The legal profession professes the rule of law which provides a foundation for civic systems of law and government; serving society by supporting social stability and order, giving ‘vitality to peace, freedom and decency’, and ensuring freedoms (Gerard Brennan, ‘The Role of the Legal Profession in the Rule of Law’ Address at the Supreme Court, Brisbane 31 August 2007, 1). For this reason members of the legal profession engage in an enterprise that is more than simply a commercial industry driven by the neo-liberalist market ideology of the maximization of individual personal gain through the provision of services for profit. As Justice Kiefel of the Australian High Court has said: ‘Practising lawyers do not just run a business, selling their skills and services to clients in return for fees. The practice of law is a profession and this sets it apart from other, commercial, enterprises’ (Susan Kiefel, ‘Ethics and the Profession of the Lawyer’, Address to the Queensland Law Society The Vincents’ 48th Annual Symposium 2010, 1).
Nevertheless, the practice of law is a business as well as a profession, and it is certainly influenced, if not driven, by the reality of market forces. It could be said that the legal profession is a ‘market organisation whose legitimacy rests on a social bargain’, an exchange of status and privilege resulting from intellectual and organisational standing for ‘ethical and altruistic service’ (Joanne Bagust, ‘The Legal Profession and the Business of Law’ (2013) 35 Sydney Law Review 27, 27-28).

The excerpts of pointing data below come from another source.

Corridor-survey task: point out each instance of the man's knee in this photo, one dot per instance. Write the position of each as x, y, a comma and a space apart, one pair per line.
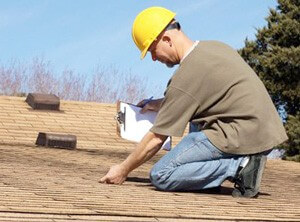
159, 180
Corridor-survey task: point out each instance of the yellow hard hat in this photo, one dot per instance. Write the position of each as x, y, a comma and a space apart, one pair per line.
148, 25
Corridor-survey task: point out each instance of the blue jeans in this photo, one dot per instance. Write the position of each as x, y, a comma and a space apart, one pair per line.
194, 164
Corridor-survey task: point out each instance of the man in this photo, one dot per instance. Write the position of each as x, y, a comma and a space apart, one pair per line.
233, 121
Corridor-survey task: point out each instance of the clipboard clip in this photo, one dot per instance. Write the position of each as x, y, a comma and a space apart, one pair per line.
120, 117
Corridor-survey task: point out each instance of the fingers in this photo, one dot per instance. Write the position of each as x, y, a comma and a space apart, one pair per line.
145, 108
103, 179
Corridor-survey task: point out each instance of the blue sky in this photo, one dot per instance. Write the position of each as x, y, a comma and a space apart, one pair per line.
81, 34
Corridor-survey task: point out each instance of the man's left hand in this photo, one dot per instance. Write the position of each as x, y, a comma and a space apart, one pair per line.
116, 175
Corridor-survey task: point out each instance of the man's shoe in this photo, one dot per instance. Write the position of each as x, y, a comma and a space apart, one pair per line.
247, 181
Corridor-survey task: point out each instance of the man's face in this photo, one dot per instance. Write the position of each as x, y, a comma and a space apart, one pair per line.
161, 50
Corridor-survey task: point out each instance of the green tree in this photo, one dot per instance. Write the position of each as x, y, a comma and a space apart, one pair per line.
275, 56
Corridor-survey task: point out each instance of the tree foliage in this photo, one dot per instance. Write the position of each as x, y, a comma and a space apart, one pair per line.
105, 84
275, 56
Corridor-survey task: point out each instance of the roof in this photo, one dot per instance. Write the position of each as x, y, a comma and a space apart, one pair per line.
48, 184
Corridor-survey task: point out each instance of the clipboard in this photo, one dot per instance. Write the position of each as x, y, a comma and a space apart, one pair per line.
133, 125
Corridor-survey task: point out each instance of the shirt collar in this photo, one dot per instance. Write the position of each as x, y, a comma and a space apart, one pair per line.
189, 51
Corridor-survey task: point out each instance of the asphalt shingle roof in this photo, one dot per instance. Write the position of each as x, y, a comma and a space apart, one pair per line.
48, 184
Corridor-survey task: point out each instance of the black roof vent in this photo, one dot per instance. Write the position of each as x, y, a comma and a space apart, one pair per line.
56, 140
43, 101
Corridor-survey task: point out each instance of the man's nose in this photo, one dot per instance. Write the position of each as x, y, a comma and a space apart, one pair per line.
153, 56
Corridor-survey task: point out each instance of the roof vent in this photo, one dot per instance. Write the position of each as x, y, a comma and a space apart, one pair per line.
56, 140
43, 101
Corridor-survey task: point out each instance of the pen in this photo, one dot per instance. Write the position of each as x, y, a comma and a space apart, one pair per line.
147, 101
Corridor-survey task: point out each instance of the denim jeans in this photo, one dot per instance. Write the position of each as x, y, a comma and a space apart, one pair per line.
194, 164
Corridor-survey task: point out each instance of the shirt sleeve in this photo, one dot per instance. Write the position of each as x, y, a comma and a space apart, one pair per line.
176, 111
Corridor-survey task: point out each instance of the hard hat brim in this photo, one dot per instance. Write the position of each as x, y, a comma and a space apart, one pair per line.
144, 52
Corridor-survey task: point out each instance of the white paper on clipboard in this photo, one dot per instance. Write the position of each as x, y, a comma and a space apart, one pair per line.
135, 124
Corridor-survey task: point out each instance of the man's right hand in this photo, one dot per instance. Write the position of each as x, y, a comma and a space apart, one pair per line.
153, 105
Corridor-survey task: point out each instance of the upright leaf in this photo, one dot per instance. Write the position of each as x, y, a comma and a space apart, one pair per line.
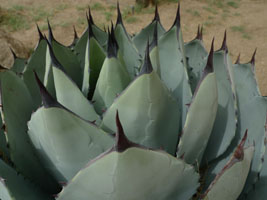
148, 111
153, 175
17, 106
53, 130
113, 78
129, 52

Professor Richard Susskind first challenged the legal profession to rethink its position in society, the nature of legal work and legal service provision, and the construct of a lawyer’s professional identity, in his work The End of Lawyers? (Richard Susskind, The End of Lawyers? Rethinking the Nature of Legal Services (Oxford University Press, 2008). His next work, Tomorrow’s Lawyers, also provokes the legal profession to engage with profound challenges to familiar ways of knowing, working and being (Richard Susskind, Tomorrow’s Lawyers: An Introduction to Your Future (Oxford University Press, 2013).
Susskind’s predictions are for significant change in the practice of law and the provision of legal services. There may be disagreement over the detail of his forecasting, but the general direction and tenor of his arguments are compelling. Susskind has said that we are seeing the decline of the ‘Golden Age of Law’ as we have known it. New ways of working and providing legal services – ways that are more collaborative, less adversarial and more efficient – will replace the practices of the past. He predicts that our relatively staid and conservative profession will see more change in the next two decades than it has in the last 200 years. To cope with this change the profession will need to be grounded, resilient, flexible, responsive and skillful.

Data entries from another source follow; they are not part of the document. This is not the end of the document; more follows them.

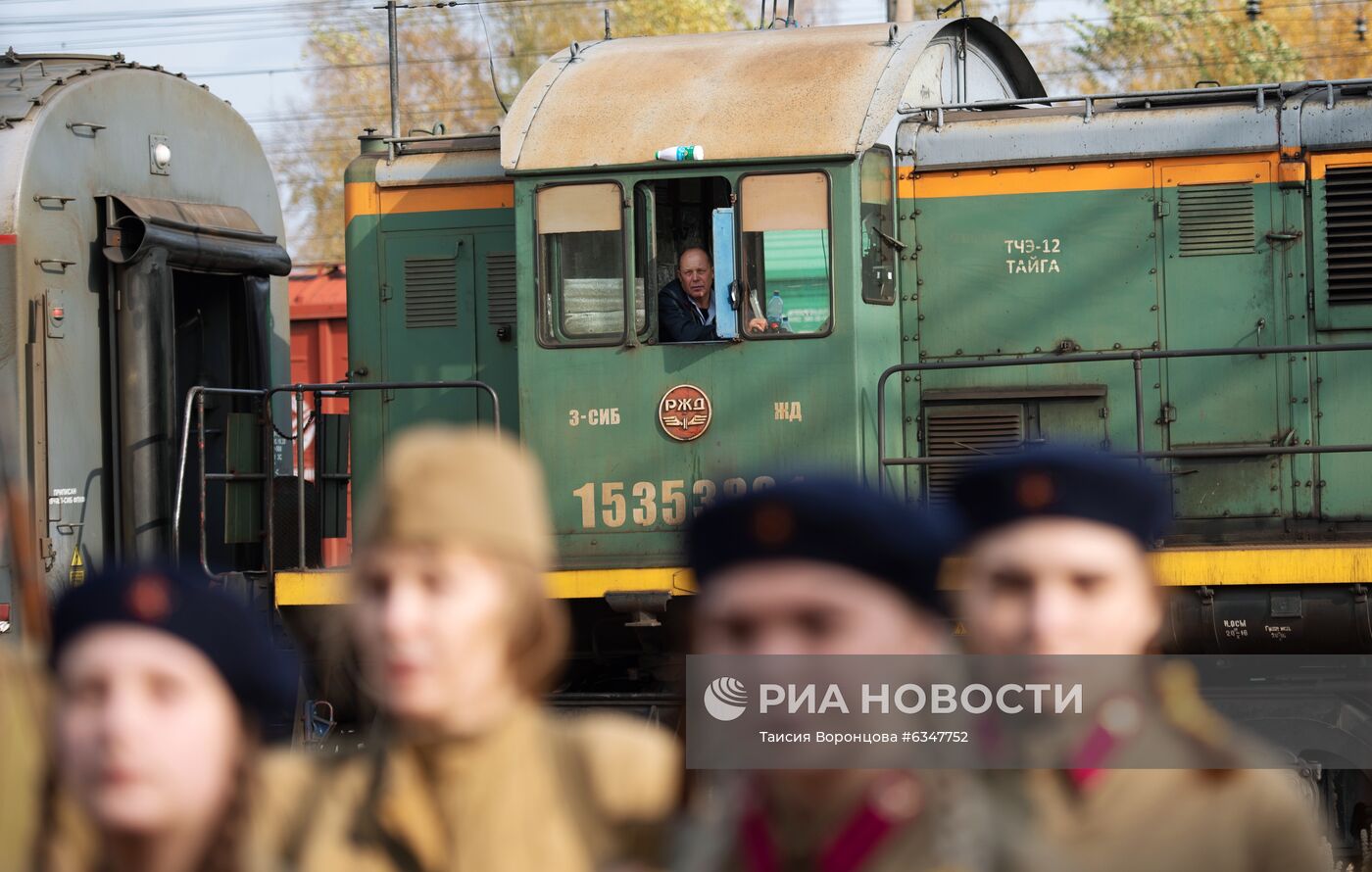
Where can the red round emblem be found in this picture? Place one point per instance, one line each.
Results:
(685, 412)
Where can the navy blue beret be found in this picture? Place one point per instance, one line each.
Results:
(182, 605)
(1065, 483)
(830, 521)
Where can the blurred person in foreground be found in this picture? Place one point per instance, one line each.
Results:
(161, 687)
(23, 714)
(459, 641)
(830, 568)
(1055, 565)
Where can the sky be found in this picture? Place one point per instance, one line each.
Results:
(244, 50)
(250, 52)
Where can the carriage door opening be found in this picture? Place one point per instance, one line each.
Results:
(1220, 292)
(191, 308)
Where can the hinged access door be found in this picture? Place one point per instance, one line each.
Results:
(1218, 289)
(429, 325)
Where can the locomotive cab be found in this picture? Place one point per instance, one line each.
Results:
(795, 205)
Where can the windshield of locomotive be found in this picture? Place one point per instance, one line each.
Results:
(786, 258)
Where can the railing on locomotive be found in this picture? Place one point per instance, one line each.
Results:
(263, 404)
(1136, 358)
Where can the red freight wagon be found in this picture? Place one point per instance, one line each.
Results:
(318, 354)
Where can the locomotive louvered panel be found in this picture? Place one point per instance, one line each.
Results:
(429, 292)
(1216, 219)
(967, 433)
(1348, 233)
(500, 287)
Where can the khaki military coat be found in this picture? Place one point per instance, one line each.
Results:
(555, 794)
(1180, 820)
(956, 823)
(23, 757)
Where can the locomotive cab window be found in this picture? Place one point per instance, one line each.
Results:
(785, 255)
(678, 257)
(580, 265)
(878, 227)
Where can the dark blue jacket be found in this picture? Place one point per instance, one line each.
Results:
(679, 319)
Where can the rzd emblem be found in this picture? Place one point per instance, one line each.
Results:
(685, 412)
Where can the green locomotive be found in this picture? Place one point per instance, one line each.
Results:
(956, 266)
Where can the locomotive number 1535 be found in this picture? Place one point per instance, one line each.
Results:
(611, 505)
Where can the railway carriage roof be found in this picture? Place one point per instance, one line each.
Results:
(741, 95)
(26, 79)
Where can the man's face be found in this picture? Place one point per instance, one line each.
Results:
(697, 275)
(809, 607)
(1058, 586)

Simply knowing what the law is has never been sufficient for successful legal practice in any context, but these days it is even more important that lawyers have the necessary skills and attitudes – legal thinking and reasoning skills, legal research skills, communication and collaboration skills, self-regulation skills and an ethical disposition. The Australian Threshold Learning Outcomes (TLOs) for Law acknowledge this. The TLOs were developed by Sally Kift, Mark Israel and Rachael Field in 2010 as part of the Learning and Teaching Academic Standards Project for the Australian Learning and Teaching Council (available at <http://www.olt.gov.au/resources?text=law>) and articulate what law graduates need to know and be able do. Many of these skills and attitudes are effectively taught in dispute resolution courses at Law Schools around Australia.
In the new environment of 21st century lawyering there is no doubt that dispute resolution knowledge, skills and values are increasingly critical to effective legal practice – for lawyering that continues to uphold the rule of law whilst also responding to market pressures.
Law schools and the legal profession are still some way, however, from adequately acknowledging dispute resolution as a core element of legal knowledge and competence, central to both transactional and dispute resolution lawyering, and important to the future viability of the legal profession, not only in Australia but also globally. Most Australian law schools, for example, do not yet have a compulsory dispute resolution subject, and are creating law graduates without some of the critical skills and attitudes necessary for 21st century legal practice.
The ADR Research Network is contributing to achieving the changes that are necessary in legal culture, practice and education for the law profession’s future sustainability.